Carfilzomib is the first irreversible, highly-selective, proteasome inhibitor for multiple myeloma. The irreversible binding to the targeted proteasome leads to a more sustained inhibition with minimal inhibition of other non-targeted enzymes.
The efficacy of Kyprolis was demonstrated in one main open-label, multicentre phase III trial. In this study, 792 patients with relapsed multiple myeloma were randomly assigned to receive Kyprolis combined with lenalidomide and dexamethasone or lenalidomide and dexamethasone. The study found that patients who received the Kyprolis combination had an average increase of 8.7 months during which their disease did not progress compared with lenalidomide and dexamethasone (26.3 months versus 17.6 months).

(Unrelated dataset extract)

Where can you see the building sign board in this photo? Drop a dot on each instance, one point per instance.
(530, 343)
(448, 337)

Regarding safety, the CHMP considered that the adverse event profile appeared acceptable and manageable. Some of the most common side effects of Kyprolis are anaemia, fatigue, diarrhoea, thrombocytopenia (low blood platelet counts), nausea and dyspnoea (difficulty in breathing). More serious side effects include blood abnormalities and cardiac events. A follow-up plan to monitor the safety and efficacy of Kyprolis was agreed by the CHMP.
Because multiple myeloma is rare, Kyprolis was designated as an orphan medicine by the Committee for Orphan Medicinal Products (COMP). Orphan designation gives medicine developers access to incentives, such as fee reductions for scientific advice, and is the key instrument available in the EU to encourage the development of medicines for patients with rare diseases.
The opinion adopted by the CHMP at its September 2015 meeting is an intermediary step on Kyprolis' path to patient access. The CHMP opinion will now be sent to the European Commission for the adoption of a decision on an EU-wide marketing authorisation. Once a marketing authorisation has been granted, decisions about price and reimbursement will take place at the level of each Member State, taking into account the potential use of this medicine in the context of the national health system of that country.